The briefings by County Executive Ike Leggett or his staff should "focus on the county's plan to get a safe and reliable transit center open to the public as quickly as possible," County Council President Nancy Navarro, D-Eastern County, and Council Transportation, Infrastructure, Energy and Environment Committee Chairman Roger Berliner, D-Bethesda, wrote in a memo Monday.
However, the briefings will not address who is responsible financially for the delays or the repairs, which may be the subject of an impending lawsuit, they wrote.
The request follows a recent report by a county-commissioned engineering firm that the three-story structure in downtown Silver Spring has significant design and construction defects that could cause buses to fall through thin concrete floors, potentially killing the commuters below. The county and general contractor Foulger-Pratt are in the process of working out a solution.

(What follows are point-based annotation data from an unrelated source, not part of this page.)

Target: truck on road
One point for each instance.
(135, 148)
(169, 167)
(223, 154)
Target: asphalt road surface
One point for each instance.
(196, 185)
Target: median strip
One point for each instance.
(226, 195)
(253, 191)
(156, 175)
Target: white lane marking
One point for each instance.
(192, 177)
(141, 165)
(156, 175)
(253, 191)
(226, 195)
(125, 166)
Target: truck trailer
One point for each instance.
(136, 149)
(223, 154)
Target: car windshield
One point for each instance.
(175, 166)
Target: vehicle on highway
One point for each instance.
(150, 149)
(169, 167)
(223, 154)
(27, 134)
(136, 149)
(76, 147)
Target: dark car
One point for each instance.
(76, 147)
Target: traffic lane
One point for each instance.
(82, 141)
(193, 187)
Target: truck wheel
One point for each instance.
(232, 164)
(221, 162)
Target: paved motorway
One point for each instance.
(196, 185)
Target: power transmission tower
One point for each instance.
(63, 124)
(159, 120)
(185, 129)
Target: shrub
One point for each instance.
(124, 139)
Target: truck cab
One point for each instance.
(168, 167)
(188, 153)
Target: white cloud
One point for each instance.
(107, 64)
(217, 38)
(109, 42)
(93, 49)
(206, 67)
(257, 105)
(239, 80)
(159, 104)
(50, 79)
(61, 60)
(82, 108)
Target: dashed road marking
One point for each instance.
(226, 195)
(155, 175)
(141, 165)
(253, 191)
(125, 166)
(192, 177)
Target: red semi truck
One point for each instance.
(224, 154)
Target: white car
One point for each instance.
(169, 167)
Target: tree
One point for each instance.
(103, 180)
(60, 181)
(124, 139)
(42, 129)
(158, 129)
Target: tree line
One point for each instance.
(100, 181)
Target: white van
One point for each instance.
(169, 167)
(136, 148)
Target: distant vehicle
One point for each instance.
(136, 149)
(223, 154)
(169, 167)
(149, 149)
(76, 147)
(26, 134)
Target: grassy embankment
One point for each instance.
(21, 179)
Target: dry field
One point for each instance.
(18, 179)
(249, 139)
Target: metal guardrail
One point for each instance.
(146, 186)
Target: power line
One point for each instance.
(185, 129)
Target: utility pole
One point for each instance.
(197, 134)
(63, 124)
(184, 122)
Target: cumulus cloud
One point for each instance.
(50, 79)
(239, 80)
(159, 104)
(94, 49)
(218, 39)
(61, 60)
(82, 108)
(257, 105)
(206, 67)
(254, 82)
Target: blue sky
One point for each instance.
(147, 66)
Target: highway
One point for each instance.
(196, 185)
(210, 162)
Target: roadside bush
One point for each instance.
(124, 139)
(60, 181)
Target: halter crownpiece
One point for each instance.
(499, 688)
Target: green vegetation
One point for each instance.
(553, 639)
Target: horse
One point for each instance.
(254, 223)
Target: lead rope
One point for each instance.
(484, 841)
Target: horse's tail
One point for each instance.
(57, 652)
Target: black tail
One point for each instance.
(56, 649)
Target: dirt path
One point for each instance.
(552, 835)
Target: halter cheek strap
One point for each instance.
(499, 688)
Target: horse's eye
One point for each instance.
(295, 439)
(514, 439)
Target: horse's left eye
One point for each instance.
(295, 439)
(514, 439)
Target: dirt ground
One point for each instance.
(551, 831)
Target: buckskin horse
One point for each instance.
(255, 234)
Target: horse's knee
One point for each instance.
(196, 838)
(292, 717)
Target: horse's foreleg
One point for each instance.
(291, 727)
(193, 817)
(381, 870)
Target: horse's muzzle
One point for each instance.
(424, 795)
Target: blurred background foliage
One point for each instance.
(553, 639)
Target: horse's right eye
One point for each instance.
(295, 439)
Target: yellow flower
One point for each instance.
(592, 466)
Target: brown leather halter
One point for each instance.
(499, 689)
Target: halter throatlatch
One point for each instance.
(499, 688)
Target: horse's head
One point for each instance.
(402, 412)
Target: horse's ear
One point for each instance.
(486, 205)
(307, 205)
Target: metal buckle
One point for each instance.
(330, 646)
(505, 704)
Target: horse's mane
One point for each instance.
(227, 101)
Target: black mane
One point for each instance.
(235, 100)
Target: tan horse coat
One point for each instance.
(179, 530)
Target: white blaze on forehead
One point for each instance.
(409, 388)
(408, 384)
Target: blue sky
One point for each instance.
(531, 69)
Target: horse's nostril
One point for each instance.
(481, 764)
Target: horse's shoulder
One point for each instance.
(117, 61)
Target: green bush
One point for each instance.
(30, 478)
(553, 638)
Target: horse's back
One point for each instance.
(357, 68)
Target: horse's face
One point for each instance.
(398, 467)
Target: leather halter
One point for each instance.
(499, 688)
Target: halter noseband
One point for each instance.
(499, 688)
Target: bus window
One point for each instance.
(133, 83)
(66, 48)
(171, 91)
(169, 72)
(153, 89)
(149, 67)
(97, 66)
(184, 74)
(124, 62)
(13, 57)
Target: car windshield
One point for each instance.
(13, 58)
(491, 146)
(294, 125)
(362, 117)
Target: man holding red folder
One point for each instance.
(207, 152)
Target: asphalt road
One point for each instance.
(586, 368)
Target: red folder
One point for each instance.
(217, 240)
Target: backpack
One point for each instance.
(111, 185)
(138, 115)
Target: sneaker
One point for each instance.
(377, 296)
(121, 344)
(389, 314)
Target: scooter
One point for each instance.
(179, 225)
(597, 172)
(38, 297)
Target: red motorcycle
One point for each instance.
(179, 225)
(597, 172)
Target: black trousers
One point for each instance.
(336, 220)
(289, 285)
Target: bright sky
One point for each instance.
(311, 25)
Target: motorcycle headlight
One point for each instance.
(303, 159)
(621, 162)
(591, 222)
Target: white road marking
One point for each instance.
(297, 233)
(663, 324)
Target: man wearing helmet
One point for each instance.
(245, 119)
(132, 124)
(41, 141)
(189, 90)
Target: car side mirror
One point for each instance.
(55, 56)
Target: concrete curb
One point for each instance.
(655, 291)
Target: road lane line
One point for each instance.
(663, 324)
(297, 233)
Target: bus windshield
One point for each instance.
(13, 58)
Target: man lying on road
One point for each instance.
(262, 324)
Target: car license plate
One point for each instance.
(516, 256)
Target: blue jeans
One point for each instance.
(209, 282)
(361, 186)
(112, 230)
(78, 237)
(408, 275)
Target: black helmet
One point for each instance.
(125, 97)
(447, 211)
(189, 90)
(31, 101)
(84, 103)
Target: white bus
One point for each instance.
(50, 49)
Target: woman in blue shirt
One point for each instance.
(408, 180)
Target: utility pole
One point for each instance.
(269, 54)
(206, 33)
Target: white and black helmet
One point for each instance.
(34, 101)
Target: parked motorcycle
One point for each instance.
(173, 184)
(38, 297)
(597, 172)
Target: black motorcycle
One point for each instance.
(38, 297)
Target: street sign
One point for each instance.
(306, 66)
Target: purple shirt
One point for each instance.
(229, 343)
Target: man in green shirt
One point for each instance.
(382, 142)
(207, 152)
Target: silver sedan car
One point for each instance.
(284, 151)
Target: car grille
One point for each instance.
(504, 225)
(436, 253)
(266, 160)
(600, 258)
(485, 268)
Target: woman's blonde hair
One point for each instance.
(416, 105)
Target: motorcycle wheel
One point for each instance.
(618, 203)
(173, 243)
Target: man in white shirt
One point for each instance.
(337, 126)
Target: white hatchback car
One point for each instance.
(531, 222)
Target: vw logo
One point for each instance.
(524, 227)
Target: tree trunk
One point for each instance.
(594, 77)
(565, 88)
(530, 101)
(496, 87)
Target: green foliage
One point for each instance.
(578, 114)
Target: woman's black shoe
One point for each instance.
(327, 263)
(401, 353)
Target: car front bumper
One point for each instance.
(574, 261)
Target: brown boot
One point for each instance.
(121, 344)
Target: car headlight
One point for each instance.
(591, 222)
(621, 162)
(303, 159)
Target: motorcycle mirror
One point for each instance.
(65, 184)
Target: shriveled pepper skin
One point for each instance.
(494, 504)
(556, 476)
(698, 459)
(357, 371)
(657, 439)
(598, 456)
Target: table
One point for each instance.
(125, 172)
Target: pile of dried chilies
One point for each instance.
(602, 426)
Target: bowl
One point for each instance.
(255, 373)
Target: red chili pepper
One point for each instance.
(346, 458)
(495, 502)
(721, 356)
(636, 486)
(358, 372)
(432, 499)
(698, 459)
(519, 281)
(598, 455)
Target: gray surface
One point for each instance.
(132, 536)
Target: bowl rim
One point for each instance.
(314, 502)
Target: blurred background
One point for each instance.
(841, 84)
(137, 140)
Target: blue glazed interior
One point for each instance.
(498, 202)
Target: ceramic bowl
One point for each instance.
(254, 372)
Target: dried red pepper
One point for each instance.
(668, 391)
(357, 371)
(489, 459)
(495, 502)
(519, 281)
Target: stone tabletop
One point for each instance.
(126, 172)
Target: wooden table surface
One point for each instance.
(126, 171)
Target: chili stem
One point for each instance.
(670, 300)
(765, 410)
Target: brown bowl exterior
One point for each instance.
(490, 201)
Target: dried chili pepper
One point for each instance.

The $124 million structure was originally scheduled to open in 2011 and is supposed to offer access to Metrorail, MARC and Purple Line light rail trains, as well as Metro, Ride On and Maryland Transit Administration commuter buses. However, Metro has said it may not accept ownership of the structure as planned if the problems -- excessive cracking, inadequate reinforcing steel and concrete that is too weak and too thin -- are not fixed.
The delays have cost the county $2.2 million, which county officials say they expect Foulger-Pratt to pay. Firm principal Bryant Foulger has denied fault, saying it was the county's job to ensure the structure was safe.